Innovation

Client need: creating an innovative culture.

A large manufacturing company was at a crossroads. In the face of changing technical standards in a competitive industry, they needed to be flexible, creative and innovative in order to survive and thrive. Top management wanted to address the problem head-on: employees needed to take a hard look at the business impact of a silo mentality and the missed opportunities inherent in the "because we've always done it that way" model. They had to lead with bold decision-making and innovation in their day-to-day work lives. But how?

The company planned a one-day off-site with a diverse cross-section of personnel — from the top of the house to the factory floor. We were asked to design and deliver a session to help participants explore the behaviors required to break through the institutional obstructions that stifle innovative ideas and limit business growth.

The overriding objective for our session was to stimulate a candid dialogue around three key questions: Where in this diverse company do innovative ideas come from? What typically happens to stifle them? And what can be done to encourage diversity of thought? Everyone would need to be brought into the conversation without feeling attacked or singled out. And the client wanted the experience to be fun and engaging.

Our method: interactive improvisational vignette.

Through interviews, we had come to understand the organizational and interpersonal dynamics that impacted on the lifecycle of ideas at the company, and embedded those dynamics in an allegorical story about a company 20 years in the future. Our story included a "great idea" that would save the fictional company from an uncertain fate if only it could be nurtured.

In the opening moments of the vignette, the participants saw the idea emerge from low in the company's hierarchy. In subsequent scenes, participants watched all the characters make choices and take actions that led to the idea being ignored.

A facilitator stopped the action, and asked the audience if they could help. Participants immediately wanted to get under the skin of the characters, to understand why they did what they did. They interviewed our characters, and found out what made them tick. Several people commented that they had never had this kind of discussion; never considered the reasons people (particularly people from a different area or different level of the organization) acted as they did.

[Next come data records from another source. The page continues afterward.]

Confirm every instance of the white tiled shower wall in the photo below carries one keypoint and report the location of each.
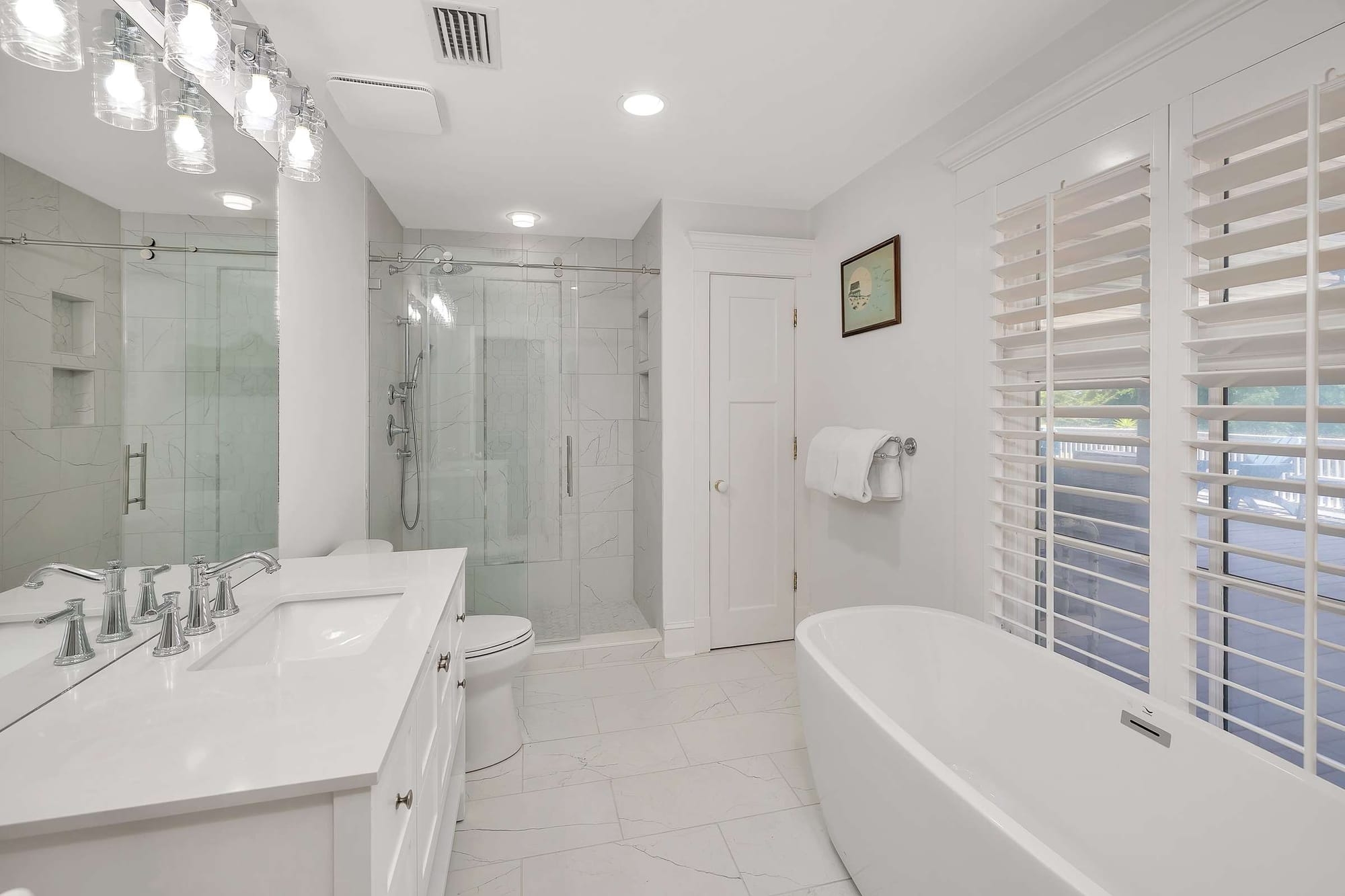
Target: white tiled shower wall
(202, 388)
(578, 546)
(60, 380)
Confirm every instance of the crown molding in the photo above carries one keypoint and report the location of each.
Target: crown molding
(1172, 33)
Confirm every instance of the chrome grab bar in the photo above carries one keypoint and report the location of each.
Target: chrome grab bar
(145, 473)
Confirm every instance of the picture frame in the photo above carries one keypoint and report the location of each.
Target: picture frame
(871, 288)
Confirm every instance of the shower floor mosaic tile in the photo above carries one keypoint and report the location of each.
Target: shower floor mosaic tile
(662, 778)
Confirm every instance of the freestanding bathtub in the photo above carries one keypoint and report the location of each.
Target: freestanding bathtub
(952, 758)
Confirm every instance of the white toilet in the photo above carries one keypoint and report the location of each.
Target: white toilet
(497, 650)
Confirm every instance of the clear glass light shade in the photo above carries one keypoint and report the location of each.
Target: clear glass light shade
(197, 41)
(260, 97)
(188, 135)
(42, 33)
(124, 76)
(302, 145)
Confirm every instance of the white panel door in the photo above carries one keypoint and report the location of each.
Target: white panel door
(751, 460)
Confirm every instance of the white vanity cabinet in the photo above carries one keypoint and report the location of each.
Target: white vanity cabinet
(411, 813)
(325, 778)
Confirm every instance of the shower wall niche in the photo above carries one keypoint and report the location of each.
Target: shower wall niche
(529, 425)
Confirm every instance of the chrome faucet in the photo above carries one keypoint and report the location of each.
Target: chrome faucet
(202, 611)
(75, 642)
(115, 623)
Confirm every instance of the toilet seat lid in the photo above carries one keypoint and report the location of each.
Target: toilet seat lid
(488, 634)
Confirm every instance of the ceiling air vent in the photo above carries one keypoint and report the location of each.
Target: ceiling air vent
(466, 36)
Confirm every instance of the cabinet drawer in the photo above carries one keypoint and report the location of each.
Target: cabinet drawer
(392, 825)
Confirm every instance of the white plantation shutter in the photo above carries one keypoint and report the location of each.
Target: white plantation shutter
(1071, 421)
(1266, 349)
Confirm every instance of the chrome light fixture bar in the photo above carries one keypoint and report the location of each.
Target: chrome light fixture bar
(262, 87)
(42, 33)
(198, 40)
(124, 92)
(302, 140)
(188, 135)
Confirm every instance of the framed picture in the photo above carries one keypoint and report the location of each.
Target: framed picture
(871, 288)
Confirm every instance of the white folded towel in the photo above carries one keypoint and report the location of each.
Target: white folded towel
(853, 464)
(824, 452)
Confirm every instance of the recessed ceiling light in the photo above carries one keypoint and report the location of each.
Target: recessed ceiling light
(644, 104)
(237, 201)
(524, 218)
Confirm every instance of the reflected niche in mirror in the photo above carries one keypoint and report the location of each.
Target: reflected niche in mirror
(139, 330)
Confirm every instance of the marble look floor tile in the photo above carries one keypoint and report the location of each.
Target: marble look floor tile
(714, 740)
(701, 795)
(794, 766)
(705, 669)
(551, 688)
(576, 760)
(662, 706)
(783, 852)
(545, 821)
(778, 657)
(498, 779)
(501, 879)
(757, 694)
(688, 862)
(553, 721)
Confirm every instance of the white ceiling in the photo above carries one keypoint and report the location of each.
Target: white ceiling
(771, 103)
(49, 126)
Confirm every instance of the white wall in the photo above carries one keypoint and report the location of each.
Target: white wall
(927, 377)
(323, 358)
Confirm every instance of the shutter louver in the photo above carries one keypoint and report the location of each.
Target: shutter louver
(1268, 358)
(1071, 489)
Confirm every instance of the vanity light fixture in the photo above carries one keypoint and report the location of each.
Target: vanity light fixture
(237, 201)
(197, 41)
(644, 104)
(302, 142)
(262, 87)
(192, 145)
(124, 75)
(42, 33)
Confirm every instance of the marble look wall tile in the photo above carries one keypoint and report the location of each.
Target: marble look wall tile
(701, 795)
(576, 760)
(673, 864)
(783, 852)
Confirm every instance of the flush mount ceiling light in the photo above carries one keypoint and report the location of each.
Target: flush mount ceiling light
(237, 201)
(42, 33)
(197, 41)
(644, 104)
(124, 75)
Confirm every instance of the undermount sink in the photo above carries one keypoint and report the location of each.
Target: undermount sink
(21, 642)
(307, 627)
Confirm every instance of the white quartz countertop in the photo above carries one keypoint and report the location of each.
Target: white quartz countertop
(149, 737)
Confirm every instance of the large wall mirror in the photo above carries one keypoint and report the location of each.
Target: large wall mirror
(138, 380)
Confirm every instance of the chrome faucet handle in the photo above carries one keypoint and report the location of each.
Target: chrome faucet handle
(147, 608)
(173, 641)
(75, 643)
(224, 604)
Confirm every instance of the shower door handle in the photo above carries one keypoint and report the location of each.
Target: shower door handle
(570, 466)
(126, 477)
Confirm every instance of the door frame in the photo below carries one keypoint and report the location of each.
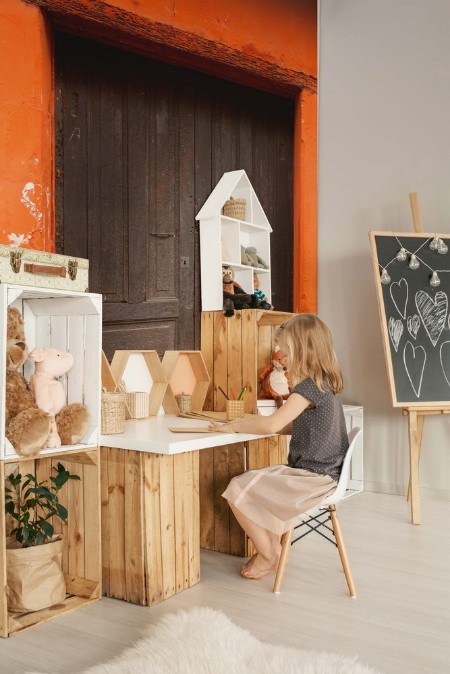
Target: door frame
(168, 43)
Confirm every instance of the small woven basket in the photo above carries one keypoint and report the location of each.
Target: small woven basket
(235, 208)
(138, 404)
(113, 413)
(184, 402)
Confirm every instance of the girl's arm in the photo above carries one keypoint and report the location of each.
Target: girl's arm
(264, 425)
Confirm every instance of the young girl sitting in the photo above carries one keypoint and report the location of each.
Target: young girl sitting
(266, 502)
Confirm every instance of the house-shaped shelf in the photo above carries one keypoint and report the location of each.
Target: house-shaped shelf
(186, 373)
(141, 371)
(222, 240)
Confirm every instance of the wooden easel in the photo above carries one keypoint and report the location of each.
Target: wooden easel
(416, 415)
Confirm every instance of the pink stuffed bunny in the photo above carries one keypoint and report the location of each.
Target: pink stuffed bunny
(69, 422)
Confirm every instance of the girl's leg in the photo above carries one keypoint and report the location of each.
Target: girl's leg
(267, 545)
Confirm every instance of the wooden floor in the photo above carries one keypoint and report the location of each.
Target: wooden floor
(399, 623)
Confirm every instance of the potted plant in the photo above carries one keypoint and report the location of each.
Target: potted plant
(34, 556)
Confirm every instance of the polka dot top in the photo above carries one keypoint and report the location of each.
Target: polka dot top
(319, 436)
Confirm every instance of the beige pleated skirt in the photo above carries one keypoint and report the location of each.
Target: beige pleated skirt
(274, 497)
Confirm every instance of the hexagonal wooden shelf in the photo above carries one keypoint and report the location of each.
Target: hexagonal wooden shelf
(141, 371)
(186, 373)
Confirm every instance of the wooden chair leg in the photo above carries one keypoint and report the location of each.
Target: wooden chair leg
(285, 545)
(342, 551)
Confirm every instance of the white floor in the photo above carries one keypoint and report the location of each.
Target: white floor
(400, 622)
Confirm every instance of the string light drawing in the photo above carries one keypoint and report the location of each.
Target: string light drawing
(414, 261)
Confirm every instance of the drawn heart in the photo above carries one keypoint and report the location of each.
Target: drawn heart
(413, 324)
(414, 359)
(444, 354)
(399, 295)
(432, 313)
(395, 331)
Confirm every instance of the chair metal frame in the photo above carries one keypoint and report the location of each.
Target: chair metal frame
(319, 518)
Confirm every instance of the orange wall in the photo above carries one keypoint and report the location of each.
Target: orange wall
(279, 33)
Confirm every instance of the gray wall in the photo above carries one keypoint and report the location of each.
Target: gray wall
(384, 131)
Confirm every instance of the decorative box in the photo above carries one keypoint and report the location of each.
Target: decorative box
(21, 266)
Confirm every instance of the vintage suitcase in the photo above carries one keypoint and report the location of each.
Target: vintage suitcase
(21, 266)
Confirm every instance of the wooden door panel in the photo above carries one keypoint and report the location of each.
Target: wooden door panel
(139, 147)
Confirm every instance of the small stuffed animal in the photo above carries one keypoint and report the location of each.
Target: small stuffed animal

Then the audience was asked for ideas that could improve the outcome of the story. They made creative suggestions, which we incorporated in newly improvised moments and scenes, with stops and starts at the story's twists and turns. Sometimes, debates broke out about the right thing to do, and we were able to test the options onstage in real time.

Throughout the three-hour process, the roughly 75 participants remained deeply engaged. While audience directions began as suggestions to the actors, the issues involved were very familiar, and participants began more and more to draw on their experience inside the company to inform their input. And in the final debrief, when the conversation turned from the fictional future to the challenge of the present day, they talked in candid and creative (and as they reported later unprecedented) ways about how to move their real organization boldly into the future.

Several people commented that they had never had this kind of discussion; never considered the reasons people acted as they did, particularly people from a different area or level of the organization.